Ralph se puso en píe de un salto. Annie bajó las escaleras desolada, casi histéricamente.

—No sé dónde ha podido ir esa pobre niña…

Scarlett procuró calmarla. Ralph frunció el ceño, mientras trataba de adivinar el lugar al cual había podido dirigirse Elsa.

De pronto, concibió una idea. Recordó lo que había dicho Elsa acerca de su futuro, tan corto...

—¡Venid conmigo! —exclamó.

Las dos jóvenes corrieron tras él. Ralph subió al coche y lo hizo arrancar de inmediato.

Cuando llegaron al cementerio de Shaddlebell, Scarlett comprendió la idea del joven.

Era ya casi de día cuando oyeron los gemidos lastimeros de un perro. A la lívida luz del amanecer, Ralph, Scarlett y Annie presenciaron una escena indescriptible.

Elsa yacía sobre una gran losa, que cubría la sepultura de sus padres. «Duddy», junto a ella, emitía débiles gemidos, con los que quería expresar el dolor que sentía en aquellos momentos. En los labios de la niña aparecía una dulce sonrisa.

—Está dormida —exclamó Annie.

Con infinito respeto, Ralph se arrodilló junto a la tumba y tomó la muñeca de Elsa.

Sabía, sin embargo, que era un gesto inútil.

Los dos jóvenes le contemplaban con ansiedad. Al fin, Ralph irguió un poco la cabeza y habló:

—Scarlett, Elsa te pidió que cuidases de «Duddy» cuando ella faltase.

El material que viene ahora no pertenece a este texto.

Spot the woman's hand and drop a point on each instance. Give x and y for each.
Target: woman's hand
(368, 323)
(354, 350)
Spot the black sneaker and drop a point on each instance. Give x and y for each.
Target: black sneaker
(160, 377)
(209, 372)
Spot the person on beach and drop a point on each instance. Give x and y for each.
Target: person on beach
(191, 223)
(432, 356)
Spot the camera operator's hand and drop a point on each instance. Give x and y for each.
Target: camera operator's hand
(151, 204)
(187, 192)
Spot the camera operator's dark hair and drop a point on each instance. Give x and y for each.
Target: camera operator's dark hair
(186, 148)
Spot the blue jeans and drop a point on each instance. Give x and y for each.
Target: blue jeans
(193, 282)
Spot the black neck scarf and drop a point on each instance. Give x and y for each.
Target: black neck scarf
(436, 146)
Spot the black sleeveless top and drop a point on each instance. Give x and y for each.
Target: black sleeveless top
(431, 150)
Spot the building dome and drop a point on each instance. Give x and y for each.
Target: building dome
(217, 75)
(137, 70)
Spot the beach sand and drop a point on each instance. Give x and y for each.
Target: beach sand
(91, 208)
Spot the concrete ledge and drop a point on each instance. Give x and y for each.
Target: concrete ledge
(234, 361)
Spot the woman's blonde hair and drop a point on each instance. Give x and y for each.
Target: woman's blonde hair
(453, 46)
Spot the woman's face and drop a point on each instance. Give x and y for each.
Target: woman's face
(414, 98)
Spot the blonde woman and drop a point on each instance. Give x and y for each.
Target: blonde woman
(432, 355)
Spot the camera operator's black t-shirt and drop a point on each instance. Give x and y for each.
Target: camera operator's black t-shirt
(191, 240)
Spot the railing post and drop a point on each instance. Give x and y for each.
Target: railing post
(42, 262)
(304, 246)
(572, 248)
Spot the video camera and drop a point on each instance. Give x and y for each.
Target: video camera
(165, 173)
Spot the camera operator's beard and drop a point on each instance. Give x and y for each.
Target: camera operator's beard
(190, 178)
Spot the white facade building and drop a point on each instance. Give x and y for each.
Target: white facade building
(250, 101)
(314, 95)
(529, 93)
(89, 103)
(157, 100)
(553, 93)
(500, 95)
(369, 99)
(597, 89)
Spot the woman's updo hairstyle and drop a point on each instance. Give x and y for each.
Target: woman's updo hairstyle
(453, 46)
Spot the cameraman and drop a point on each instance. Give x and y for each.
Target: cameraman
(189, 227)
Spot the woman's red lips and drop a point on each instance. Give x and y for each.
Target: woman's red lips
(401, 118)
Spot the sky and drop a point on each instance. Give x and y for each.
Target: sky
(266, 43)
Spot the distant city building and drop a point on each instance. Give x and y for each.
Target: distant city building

La muchacha comprendió y rompió a llorar amargamente, arrodillada también junto a la sepultura. «Duddy», como si alguien le hubiera dicho que tenía una nueva ama, se acercó a ella moviendo el rabo y empezó a lamerle las manos.

Annie sollozaba inconsolablemente. Ralph se puso en pie.

Miró hacia el Este. Un rayo de sol rojo dio de lleno en su cara. Le pareció que aquel resplandor era el anuncio de una nueva época en su vida.

Nunca olvidarían a una pobre niña, que había tenido la desgracia de poseer una mente indescriptiblemente poderosa y de cuyas portentosas facultades se había aprovechado un granuja sin escrúpulos.

Ciertamente, Elsa había poseído el don de la clarividencia y había sabido anunciar su muerte.

Pero también había profetizado sucesos más agradables. Miró a Scarlett, que ahora acariciaba al perro, todavía con lágrimas en los ojos, y pensó que la joven volvería a sonreír un día.

Nunca olvidarían a Elsa, nunca mientras viviesen, pensó, mientras el sol ascendía en el horizonte.